Mr Surendran said that the Singapore Attorney General (AG) gave the Singaporean woman a certificate of cooperation, that gave her a life sentence. However, the certificate was not given to Kataiah.
“That itself raises issues relating to (a fair trial). The whole system is unfair; it’s not up to AG to decide who lives or dies.” said Surendran.
“The (Malaysian) Government should be doing everything necessary to protect Malaysians overseas facing serious trouble. A human life is at stake here,” Mr Surendran added.
Kataiah’s mother Arumugam said that she could not accept her son’s death penalty.
Mr Surendran translating what Mrs Arumugam have said in Tamil,“The trial was not fair … the process was never done properly. It is something that he can’t accept and I can’t accept.”
“I hope my country Malaysia would do something to help me. I am not just asking for myself, there are also other Malaysians on death row,” she pleaded.
Mrs Arumugam urged the Malaysian Government to fight for her citizens, as lives hang in the balance.

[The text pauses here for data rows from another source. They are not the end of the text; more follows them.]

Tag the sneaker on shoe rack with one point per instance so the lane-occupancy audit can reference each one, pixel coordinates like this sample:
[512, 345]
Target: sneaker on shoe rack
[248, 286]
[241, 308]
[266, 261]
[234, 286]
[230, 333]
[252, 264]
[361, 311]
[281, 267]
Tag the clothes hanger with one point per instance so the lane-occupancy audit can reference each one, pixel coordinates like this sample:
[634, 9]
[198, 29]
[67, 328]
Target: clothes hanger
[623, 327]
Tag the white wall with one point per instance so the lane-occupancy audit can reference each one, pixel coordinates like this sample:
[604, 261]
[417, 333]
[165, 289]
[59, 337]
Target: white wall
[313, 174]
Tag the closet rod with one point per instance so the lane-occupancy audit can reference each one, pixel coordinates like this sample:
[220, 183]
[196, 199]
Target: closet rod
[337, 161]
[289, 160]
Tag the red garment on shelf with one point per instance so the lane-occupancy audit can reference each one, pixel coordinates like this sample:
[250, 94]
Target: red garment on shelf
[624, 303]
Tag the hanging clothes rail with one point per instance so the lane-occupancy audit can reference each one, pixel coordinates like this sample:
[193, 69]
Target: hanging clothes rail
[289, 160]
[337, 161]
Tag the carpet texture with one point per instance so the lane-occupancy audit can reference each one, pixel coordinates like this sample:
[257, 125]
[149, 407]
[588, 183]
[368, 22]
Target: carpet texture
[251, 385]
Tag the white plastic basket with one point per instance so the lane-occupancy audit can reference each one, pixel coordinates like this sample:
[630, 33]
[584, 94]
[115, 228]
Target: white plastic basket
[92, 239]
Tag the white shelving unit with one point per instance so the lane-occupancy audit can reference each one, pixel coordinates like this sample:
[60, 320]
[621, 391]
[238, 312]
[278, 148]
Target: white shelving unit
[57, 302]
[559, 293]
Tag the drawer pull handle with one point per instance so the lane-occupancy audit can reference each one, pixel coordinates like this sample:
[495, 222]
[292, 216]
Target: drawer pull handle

“My son was unfairly punished. I beg and plead to everyone, please fight for my son; please stop this. Save my son, save my son from the noose. He is not a terrorist,” she cried.
Mr M Ravi, the representative of Singapore anti-death penalty campaign said the issue is about the fairness in the process, not the death penalty per se. “The (Singapore) law gives the AG the power to decide who lives and who dies,” Mr Ravi said.
He confirmed the AG can give a certificate of cooperation so that an accused can be re-sentenced. “If you don’t get the certificate, you don’t get to be heard in court. That is a violation of international law and it affects a fair trial,” he said.
Leong Sze Hian, president of Maruah, Singapore Non-Government Organisation for Human Rights, said that according to the latest statistics, there are 24 people on death row in Singapore, of which nine are Malaysians.
“I believe two have already been executed,” Mr Leong said.